2 cups uruchi mai (white rice)
or haiga mai (half polished brown rice)
2 1/3 cups water


2 cups genmai
2 1/2 cups water


Preparing white and half-polished brown rice

You can use any pot to make rice, but a heavy steel or aluminum pot with a heavy lid works best. Put the dry rice in the pot, and fill it with halfway with water. Wash the rice in several changes of water until the milky white water becomes clear. (However, if you are cooking half polished rice, don't wash it too vigorously, or the vital nutrients will be lost.) Cover with water and bring to a boil. The amount of water should cover the rice to the first line of the tip of your index finger, or a little less than one inch. Cover the pot and lower the heat to a simmer for approximately 20 minutes. Turn the heat off, but keep the lid on to continue steaming until dinner is ready to be served.

A rice cooker makes life considerably easier. When I get home from work, the first thing I do is to wash the rice directly in the pan of the rice cooker, put it in the rice cooker, put the water up to the designated line, and turn it on. It takes about 30 minutes, and is kept hot until the rest of the meal is ready. It couldn't be simpler. Look for cookers with automatic timers and sensors that adjust to different kinds of rice. It is important to always use the measuring cup that comes with the rice cooker. It is not one cup, but is slightly less than 3/4 of a cup. The amounts to the left use a standard cup.

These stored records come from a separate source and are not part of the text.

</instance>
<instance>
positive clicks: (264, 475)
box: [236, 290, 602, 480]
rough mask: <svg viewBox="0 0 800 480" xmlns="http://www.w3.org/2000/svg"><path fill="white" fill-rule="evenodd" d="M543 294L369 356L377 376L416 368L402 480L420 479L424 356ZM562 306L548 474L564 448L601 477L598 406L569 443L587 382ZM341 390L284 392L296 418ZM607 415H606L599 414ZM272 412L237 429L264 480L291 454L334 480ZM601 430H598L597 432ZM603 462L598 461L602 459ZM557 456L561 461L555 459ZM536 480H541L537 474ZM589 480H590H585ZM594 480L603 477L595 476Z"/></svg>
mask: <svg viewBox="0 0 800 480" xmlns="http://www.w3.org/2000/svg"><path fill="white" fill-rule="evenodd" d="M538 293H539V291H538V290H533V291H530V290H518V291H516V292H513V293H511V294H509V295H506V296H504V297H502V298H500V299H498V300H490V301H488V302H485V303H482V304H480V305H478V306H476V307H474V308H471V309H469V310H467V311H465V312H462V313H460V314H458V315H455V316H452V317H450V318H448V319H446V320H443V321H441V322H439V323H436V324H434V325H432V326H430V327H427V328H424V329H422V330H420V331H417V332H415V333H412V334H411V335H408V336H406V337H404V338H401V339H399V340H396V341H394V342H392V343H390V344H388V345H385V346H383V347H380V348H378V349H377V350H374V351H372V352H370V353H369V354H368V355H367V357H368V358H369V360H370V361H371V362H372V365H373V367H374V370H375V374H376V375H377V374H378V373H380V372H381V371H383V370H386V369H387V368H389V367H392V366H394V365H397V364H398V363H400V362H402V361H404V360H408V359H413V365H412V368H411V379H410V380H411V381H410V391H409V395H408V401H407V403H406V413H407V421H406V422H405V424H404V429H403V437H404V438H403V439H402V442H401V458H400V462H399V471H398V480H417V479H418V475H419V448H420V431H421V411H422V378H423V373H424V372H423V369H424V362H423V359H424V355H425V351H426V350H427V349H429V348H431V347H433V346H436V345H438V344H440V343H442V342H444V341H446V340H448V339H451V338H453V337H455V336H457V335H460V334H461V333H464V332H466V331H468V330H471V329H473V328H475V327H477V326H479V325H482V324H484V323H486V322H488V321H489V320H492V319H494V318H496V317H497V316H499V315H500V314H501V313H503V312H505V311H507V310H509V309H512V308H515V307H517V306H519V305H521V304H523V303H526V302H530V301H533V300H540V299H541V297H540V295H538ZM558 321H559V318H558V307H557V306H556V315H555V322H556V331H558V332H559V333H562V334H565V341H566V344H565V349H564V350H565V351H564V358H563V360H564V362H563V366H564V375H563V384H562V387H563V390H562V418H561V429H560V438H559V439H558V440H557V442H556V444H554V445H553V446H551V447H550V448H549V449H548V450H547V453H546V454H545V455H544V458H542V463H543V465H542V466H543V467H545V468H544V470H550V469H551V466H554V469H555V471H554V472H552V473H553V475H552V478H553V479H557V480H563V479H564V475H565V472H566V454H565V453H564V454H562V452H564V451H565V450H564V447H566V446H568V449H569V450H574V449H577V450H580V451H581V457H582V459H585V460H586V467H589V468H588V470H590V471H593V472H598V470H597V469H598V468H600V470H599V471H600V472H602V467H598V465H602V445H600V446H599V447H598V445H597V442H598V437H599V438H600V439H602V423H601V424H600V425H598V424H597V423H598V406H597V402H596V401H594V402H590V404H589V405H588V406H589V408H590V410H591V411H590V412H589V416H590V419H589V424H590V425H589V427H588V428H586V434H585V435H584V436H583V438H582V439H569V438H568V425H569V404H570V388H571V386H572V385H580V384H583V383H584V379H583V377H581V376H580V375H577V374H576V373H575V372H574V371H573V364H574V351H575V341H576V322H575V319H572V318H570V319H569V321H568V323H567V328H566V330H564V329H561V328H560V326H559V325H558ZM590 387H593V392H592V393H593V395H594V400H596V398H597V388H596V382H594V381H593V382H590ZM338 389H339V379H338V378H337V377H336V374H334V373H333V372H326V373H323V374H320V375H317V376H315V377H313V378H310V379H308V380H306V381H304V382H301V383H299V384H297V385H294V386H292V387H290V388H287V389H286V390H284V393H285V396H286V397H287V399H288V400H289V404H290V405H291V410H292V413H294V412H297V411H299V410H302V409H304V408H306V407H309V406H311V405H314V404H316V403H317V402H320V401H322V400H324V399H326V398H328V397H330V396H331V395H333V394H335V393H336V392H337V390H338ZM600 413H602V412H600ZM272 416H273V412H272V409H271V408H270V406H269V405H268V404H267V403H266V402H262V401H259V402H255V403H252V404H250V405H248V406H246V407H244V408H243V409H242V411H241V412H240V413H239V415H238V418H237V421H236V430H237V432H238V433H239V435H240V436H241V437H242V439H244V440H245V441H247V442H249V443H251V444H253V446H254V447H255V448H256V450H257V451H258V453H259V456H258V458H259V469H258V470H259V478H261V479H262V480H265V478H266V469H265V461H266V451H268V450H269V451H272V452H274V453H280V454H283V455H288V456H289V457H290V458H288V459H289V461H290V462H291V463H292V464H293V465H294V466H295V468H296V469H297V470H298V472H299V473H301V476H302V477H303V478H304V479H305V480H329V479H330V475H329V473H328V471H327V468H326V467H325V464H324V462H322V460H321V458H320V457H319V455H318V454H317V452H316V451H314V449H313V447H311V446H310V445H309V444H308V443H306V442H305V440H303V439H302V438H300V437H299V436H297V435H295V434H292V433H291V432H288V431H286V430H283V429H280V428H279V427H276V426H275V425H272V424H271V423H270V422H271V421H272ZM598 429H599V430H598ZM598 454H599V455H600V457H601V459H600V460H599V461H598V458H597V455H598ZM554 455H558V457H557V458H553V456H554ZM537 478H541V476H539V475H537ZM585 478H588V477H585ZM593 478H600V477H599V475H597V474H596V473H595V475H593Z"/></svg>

At times, I prefer using a ceramic donabe , especially for takikomi gohan, as it is actually faster and the nabe, being attractive, can be brought to the dining table. The thick ceramic walls retain heat well, and the rice comes out perfectly. Some people say it's even faster than a rice cooker, but I haven't timed it.

Preparing genmai

Cooking genmai is a little tricker. It has to be soaked for a long time, or cooked twice. This is quite easy to do in an electric rice cooker. After the rice is cooked, turn off the machine, unplug it (this resets the sensors) add a half cup of water, fluff the rice with a paddle, and turn it back on.If you like your rice a little hard, do not follow this last step.